Velocardiofacial syndrome (VCFS) -- also known as Shprintzen syndrome, DiGeorge syndrome or 22q11 Deletion -- is a complex syndrome generally involving palatal (roof of the mouth) defects, heart defects, learning disabilities, depression of the immune system and distinct facial features. It has been associated with over 30 different characteristics. The severity of VCFS varies widely, and the syndrome is autosomal dominant, which means that an individual with the syndrome has a one in two chance of passing it on to their child.

Although genetic testing is available for VCFS, it usually is diagnosed by physical examination at birth. VCFS can exhibit different characteristics in different children, and therefore it is important that a knowledgeable team of specialists evaluate a child so that nothing is overlooked.

Shortly after birth, the child should be seen by a nurse from the Craniofacial Center, who will make sure he or she is able to adequately feed and breathe since swallowing problems are common in babies with VCFS.

Within the first two months of life, the infant should be seen for a full craniofacial team evaluation so that appropriate referrals can be made to treat the child's unique needs. Heart defects should be diagnosed and treated by an experienced pediatric cardiologist. Immune deficiencies should be diagnosed and treated by an experienced pediatric endocrinologist.

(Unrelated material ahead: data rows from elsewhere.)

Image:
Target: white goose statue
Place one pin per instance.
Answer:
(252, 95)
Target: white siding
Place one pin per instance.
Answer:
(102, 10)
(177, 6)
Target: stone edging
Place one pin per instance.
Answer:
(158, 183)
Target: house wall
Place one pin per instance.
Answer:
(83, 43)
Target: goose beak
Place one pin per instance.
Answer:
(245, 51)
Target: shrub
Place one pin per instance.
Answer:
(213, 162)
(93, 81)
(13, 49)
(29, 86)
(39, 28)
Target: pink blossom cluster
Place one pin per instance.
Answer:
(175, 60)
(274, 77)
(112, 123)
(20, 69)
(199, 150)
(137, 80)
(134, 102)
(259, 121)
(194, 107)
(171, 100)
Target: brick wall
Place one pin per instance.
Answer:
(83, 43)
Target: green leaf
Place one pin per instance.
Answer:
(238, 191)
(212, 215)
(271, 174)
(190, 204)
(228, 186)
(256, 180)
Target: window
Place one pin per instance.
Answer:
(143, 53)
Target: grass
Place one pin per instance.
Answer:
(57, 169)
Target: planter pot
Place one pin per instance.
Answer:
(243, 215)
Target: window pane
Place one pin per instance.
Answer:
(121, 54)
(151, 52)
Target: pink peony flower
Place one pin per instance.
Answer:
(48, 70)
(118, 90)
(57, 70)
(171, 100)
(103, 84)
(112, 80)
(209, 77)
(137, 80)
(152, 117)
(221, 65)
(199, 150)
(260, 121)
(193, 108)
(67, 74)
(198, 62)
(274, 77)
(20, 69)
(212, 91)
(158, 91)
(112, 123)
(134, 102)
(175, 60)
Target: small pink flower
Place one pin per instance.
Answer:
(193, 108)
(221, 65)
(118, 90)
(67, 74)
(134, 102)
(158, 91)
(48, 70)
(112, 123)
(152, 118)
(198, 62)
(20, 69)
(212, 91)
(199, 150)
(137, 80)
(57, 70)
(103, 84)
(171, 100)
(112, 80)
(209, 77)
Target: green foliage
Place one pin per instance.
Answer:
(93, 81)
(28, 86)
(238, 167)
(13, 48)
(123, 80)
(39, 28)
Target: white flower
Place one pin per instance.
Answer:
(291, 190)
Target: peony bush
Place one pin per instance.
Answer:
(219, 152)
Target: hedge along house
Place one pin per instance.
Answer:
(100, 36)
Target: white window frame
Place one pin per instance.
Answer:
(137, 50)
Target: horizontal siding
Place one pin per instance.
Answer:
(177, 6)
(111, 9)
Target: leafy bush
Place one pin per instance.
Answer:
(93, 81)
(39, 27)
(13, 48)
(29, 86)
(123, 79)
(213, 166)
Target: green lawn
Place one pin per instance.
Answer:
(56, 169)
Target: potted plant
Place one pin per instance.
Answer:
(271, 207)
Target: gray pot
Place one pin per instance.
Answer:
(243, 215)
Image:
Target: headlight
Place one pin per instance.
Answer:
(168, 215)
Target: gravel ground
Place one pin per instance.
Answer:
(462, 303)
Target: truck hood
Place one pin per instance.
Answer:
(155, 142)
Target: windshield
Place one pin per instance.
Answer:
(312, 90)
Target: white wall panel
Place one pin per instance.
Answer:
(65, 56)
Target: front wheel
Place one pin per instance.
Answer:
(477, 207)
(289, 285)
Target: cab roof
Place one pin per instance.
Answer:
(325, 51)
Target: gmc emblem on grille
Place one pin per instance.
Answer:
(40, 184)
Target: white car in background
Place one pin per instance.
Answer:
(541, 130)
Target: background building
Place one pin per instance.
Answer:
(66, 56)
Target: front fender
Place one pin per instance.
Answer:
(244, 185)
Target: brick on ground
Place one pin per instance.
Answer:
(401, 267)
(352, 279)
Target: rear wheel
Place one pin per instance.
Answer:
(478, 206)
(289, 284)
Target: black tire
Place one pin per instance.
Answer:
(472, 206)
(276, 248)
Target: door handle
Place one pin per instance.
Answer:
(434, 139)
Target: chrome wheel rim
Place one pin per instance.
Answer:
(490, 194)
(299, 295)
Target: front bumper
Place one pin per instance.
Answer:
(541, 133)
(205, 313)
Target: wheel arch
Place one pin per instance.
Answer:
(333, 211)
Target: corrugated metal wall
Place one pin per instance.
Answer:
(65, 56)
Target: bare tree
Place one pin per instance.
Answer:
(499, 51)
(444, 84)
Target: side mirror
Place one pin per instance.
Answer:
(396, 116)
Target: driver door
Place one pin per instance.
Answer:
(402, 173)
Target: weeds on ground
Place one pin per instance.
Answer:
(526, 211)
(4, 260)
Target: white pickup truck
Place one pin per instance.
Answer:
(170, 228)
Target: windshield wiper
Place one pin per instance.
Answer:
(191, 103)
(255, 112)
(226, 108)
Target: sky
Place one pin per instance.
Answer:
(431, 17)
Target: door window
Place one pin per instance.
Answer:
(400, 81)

VCFS should be diagnosed and treated by an experienced team of experts recognized by the American Cleft Palate-Craniofacial Association, like the Center for Craniofacial Anomalies at UCSF.

Children with VCFS can have a range of characteristics, which will dictate what treatment is required. The cleft palate is usually repaired when the infant is around 10 months old or when he or she is starting to make sounds of speech. Palate surgery often takes about two or three hours, with the infant staying in the hospital one or two nights. Some children with VCFS experience speech difficulties even when the palate looks normal. In addition, orthodontic treatment may be necessary.

If there is evidence of developmental delay, the child should be referred to an infant stimulation program to receive thorough developmental testing and appropriate interventions. In California, parents should contact their local Regional Center. Such programs are federally mandated and are available to all eligible children regardless of income.

A child with VCFS may encounter social and emotional challenges unique to this condition. Support organizations and resources are available for children and their families.